We all had to adapt to life without one of us, without the natural leader and protector we had lost. Our family parties are a lot…less now. Smaller, less raucous, and I’m the one leading all the games. Before, that was an honor: Joey, first of anyone else, declared me the permanent game master. If we were playing any kind of trivia game, he said, I had to be the one asking the questions. Otherwise, nobody else could win! Since he left this world, that position became a necessity, as we just don’t have enough people to balance out my, ah, wide body of trivia knowledge.

Most of all, I lost one of the very few people I felt I could trust to stand beside me through thick and thin. My uncle’s health was growing worse, my mom was spending more and more time taking care of him and my grandmother, and I just didn’t have anyone older to talk to. Not in the same way I could talk to him. Just as when my father left, I became the older one, the man in charge. I wasn’t ready for that when I was 12, and being 30 didn’t make it any easier.

The loss, and the responsibility that came in its wake, sent my depression to a level where I could no longer ignore that it existed. For seven years I’ve lived with it, dealt with it in whatever way I could. Two years ago, I realized I would be older than Joey had been at the time of his death. Something about that resonated in me. Call it survivor’s guilt, because I honestly felt like I didn’t deserve to outlive him. I didn’t actively consider ending my own life, but I did passively accept that, if it did happen, it wouldn’t be unjust. After all, I wasn’t half the man he was.

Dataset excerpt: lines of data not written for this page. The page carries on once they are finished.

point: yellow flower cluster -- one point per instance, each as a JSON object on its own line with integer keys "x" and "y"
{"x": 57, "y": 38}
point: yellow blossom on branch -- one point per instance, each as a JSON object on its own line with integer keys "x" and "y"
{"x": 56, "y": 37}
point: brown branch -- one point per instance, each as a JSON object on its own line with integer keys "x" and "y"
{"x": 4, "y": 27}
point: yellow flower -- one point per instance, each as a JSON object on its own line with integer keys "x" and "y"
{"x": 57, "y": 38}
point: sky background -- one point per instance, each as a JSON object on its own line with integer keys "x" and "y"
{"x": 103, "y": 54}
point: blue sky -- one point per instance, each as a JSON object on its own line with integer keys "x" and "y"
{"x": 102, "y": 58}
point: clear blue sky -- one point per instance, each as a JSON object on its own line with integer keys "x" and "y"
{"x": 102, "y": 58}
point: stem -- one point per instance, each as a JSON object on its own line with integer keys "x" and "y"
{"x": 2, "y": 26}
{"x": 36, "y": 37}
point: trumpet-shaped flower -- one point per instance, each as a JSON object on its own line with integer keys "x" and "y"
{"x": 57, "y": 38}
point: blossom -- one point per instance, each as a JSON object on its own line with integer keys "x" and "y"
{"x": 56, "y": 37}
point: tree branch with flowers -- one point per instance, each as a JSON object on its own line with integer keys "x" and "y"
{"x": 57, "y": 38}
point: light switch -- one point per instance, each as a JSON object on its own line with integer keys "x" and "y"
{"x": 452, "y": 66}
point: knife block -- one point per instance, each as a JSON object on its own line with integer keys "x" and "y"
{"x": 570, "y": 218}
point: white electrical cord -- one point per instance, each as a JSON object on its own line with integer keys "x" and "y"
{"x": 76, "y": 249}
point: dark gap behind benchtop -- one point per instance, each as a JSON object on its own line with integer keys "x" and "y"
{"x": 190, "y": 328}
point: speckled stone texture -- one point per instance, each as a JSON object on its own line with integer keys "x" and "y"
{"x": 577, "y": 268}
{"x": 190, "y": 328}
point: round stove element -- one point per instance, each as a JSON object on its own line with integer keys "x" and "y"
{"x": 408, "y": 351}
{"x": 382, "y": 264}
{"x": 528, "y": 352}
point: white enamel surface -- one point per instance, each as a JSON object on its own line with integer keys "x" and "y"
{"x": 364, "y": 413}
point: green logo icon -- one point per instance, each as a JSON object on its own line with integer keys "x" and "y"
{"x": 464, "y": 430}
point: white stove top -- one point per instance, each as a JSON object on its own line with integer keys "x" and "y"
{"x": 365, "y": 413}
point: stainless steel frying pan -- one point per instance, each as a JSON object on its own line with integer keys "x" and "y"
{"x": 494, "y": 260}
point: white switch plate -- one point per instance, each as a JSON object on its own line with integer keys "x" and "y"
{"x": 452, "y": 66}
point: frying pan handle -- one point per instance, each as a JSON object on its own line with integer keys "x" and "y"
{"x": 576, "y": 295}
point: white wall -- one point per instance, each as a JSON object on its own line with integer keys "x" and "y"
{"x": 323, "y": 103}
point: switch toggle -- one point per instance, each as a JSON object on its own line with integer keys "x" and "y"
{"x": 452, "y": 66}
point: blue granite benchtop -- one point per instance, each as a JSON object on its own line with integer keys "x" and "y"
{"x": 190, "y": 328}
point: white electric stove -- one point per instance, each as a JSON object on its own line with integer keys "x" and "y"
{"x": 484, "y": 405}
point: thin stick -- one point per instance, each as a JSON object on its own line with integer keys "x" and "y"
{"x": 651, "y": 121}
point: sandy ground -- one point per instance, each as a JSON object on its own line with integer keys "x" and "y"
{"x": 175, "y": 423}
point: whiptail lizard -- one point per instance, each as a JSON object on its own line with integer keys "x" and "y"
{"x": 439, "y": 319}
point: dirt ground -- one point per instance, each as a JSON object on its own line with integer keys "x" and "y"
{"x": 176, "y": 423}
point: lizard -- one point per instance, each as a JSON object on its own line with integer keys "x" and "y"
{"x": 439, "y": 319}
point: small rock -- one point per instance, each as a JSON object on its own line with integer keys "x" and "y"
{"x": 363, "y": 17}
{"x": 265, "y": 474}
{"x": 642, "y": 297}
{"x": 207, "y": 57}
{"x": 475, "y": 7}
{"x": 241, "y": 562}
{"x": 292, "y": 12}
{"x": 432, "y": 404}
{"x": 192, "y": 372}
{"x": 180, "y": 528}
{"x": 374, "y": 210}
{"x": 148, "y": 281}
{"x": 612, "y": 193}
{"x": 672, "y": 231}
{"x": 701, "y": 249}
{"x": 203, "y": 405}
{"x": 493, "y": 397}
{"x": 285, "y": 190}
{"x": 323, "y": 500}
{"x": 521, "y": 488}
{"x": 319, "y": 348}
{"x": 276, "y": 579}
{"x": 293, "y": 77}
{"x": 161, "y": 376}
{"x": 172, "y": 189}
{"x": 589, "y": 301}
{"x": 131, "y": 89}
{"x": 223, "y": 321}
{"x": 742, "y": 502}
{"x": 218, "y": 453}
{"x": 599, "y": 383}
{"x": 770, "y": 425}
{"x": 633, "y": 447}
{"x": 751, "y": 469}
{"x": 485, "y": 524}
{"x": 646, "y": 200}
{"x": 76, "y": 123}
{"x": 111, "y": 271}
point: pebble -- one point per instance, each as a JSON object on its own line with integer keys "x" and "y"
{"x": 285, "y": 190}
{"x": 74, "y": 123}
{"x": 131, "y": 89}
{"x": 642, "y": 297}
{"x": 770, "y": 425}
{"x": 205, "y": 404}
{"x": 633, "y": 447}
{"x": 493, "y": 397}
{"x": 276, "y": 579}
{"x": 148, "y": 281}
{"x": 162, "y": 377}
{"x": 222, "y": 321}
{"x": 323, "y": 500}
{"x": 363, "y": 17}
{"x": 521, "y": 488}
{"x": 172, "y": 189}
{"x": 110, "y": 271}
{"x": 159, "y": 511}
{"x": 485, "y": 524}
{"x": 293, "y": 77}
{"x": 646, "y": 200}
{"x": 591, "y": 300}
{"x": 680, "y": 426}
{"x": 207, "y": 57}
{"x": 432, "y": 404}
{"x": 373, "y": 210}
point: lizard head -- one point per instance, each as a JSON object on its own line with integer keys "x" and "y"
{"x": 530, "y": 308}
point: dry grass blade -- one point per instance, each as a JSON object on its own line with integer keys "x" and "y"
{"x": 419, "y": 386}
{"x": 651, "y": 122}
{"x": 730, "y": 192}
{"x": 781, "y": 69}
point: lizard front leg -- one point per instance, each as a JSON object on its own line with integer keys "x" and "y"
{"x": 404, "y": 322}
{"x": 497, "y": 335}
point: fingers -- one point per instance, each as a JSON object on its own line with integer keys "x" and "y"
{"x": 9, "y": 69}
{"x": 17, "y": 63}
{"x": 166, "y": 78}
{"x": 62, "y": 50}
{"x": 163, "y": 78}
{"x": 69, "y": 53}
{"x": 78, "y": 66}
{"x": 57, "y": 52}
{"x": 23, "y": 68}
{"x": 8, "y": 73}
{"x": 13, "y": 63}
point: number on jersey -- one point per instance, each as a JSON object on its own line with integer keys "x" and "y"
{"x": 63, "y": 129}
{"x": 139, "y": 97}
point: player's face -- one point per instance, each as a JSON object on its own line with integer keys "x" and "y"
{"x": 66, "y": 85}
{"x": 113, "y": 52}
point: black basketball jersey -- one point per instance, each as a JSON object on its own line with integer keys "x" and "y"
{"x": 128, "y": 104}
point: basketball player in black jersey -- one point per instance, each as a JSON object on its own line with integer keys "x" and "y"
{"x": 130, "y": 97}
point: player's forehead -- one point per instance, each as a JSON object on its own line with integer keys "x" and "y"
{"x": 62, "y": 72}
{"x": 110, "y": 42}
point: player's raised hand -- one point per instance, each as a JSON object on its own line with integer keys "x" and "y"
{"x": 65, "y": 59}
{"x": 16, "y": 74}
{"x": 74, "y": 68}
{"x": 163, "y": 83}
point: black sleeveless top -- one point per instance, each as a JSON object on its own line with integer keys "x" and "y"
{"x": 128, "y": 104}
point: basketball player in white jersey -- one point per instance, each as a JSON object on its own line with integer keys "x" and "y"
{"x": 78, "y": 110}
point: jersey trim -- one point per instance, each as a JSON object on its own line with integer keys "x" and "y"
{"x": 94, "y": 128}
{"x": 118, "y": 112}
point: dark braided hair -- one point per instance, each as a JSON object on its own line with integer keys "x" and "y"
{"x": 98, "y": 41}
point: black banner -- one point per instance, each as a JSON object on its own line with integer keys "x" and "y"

I still feel that way. He never married, never had children. Given the state of the world and my life, I doubt I’ll have the chance to outdo him in either respect. But he had a decent job, a number of loyal friends, and a generally positive attitude that, in my seemingly eternal depths of despair, I outright envy.

Seven years have gone by. In one sense, that’s nothing. In another, it’s forever. So much has changed that he’d probably find the world almost unrecognizable. He’d be asking me for help to navigate some of the strangeness we have to face today that just wasn’t there even as late as 2014. Or we might have found ourselves on different sides of this great divide that is taking over every aspect of life. I can’t say for certain. I do know that there are times I miss him more than ever, and times when I would gladly give my own life if it would bring him back.

“Family comes first” is a motto I use in all my books. The first novel I released, Before I Wake, was my way of illustrating that. It was in a lot of ways, for him. The protagonist, Jay, is so named because those were my cousin’s initials. And I’ve added small nods to him in other works, as well. The Soulstone Sorcerer has as Ian’s boss a very…large man named Joseph, who recently had gastric bypass surgery; my cousin had been considering that for some time. The Endless Forms series has a number of references. As his mother was the one who pitched it, I felt it would be a good place to toss in as many as I could fit.

But those are only small reminders, my way of coping with a tragedy. After seven years, the memory remains. So does the wound. Oh, it’s no longer fresh, but it left a scar on my very soul, one that will never truly heal.